Apple’s reputation when it comes to security has taken a bit of a battering over recent months and another high-profile case will do little to allay fears that Apple users are just as vulnerable as Windows users.
This one however is not to do with viruses, as the headlines earlier this year were. Instead, it seems attackers bypassed Apple’s security measures and gained access to a US technology journalist’s iCloud account, wiping his Apple devices and locking him out of various online accounts. The attackers also gained access to the Twitter feed of Gizmodo.
Mat Honan, who wrote for the gadget website, first noticed an issue on Friday (August 3), when his iPhone shut down and began to reboot. As he explains on his blog, he thought nothing of it, assuming it was a software fault. He tried to restore via iCloud but found his login credentials didn’t work.
He headed over to his MacBook Air to try to restore from there – but found it was asking him for a four-digit pin, which Honan hadn’t set up. He turned to his iPad, but that too had been reset. He tried logging into his Gmail email account on his wife’s laptop. The password for that had also been changed, as the hackers had sent a password reset email to his .mac address, which he was of course locked out of.
He was locked out of his email and Apple accounts, and his devices – an iPhone, iPad and MacBook Air – had all been remotely wiped. At this point he also noticed his Twitter account was sending out foul-mouthed messages, as was the Gizmodo account.
Honan called Apple support but found that they couldn’t really help beyond setting up an appointment for him at the Genius bar in one of their stores. They couldn’t simply stop the data deletions that were ongoing, meaning all his photos, documents and so on were gone. (There is of course a lesson here about relying on just a single cloud service for backup – it is better to keep an online and offline backup of your data)
Honan and colleagues from Gizmodo pulled some strings with Google and Twitter to regain access to his emails and suspend the Twitter account.

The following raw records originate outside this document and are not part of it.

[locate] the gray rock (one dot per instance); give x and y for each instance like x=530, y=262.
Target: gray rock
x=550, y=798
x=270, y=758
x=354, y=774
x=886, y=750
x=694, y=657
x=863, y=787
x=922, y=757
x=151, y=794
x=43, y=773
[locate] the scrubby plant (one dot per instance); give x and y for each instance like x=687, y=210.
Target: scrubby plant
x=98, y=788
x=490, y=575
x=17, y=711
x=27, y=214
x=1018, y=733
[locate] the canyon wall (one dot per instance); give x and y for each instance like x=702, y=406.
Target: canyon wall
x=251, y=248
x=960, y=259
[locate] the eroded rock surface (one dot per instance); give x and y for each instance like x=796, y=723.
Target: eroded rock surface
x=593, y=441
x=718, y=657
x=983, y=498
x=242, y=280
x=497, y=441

At first this seems like a standard hacking story – perhaps the same password was used for all accounts and once the attacker had accessed one, they had access to all of them. But here’s where this story gets even more interesting. One of the attackers got in touch with Honan to explain how the hack happened.

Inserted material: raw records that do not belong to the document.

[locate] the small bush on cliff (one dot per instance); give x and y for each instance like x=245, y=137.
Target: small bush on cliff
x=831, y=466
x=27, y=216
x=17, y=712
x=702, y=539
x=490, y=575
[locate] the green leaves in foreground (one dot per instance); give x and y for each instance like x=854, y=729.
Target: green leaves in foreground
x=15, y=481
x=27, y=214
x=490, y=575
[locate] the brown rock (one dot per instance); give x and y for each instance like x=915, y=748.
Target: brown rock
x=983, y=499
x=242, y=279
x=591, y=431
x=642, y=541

It was not a case of a compromised password or a brute-force attack (where the service is bombarded with passwords until the right one is found). Instead, the attackers had talked their way into Honan’s accounts.
The hacker, part of the Clan Vv3 group, phoned Apple’s tech support line and convinced the operator they were Honan. This process is called social engineering.

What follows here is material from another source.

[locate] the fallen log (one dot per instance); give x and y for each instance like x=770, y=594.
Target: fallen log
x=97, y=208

They then bypassed the security questions and had free reign over his accounts. Although they were only in control for a short period of time they were able to do a significant amount of damage, both in terms of deleting data and reputational damage to Honan and Apple.
If the hacker managed to sweet-talk his or her way around the security questions so no answered had to even be given, Apple tech support security procedures leave a lot to be desired.
Paul Ducklin of Sophos says these types of attack are actually very hard to defend against, adding that having a human involved in the loop, while useful, will occasionally result in lapses like this. That however seems to ignore the fact that letting anyone bypass security questions is a huge breakdown in the system. It simply should not be allowed to happen.
Thankfully, at the time of writing, Honan had recovered access to his Gmail and Twitter accounts and his Apple devices, although he is unsure whether data deleted from his laptop is recoverable. "The last major piece of this is my MacBook," he wrote. "I have a genius bar appointment today. I guess I’ll know what the damage is once I’m there."
Honan added that he has been in touch with Apple. "I have an email in to Tim Cook and Apple PR, and want to give them a chance to respond (and make changes)," he wrote. "I want to give the company a little more time to look at its internal processes, but should be as simple as a policy change."
"So far, I haven’t received any acknowledgement from Apple corporate. I did, however, get an urgent call from AppleCare ten minutes after emailing Mr. Cook, informing me that my situation had been escalated and there is now only one person at Apple who can make changes to my account. So I gather corporate is aware of what happened and looking into how to most effectively respond to make sure this doesn’t happen again," he concluded.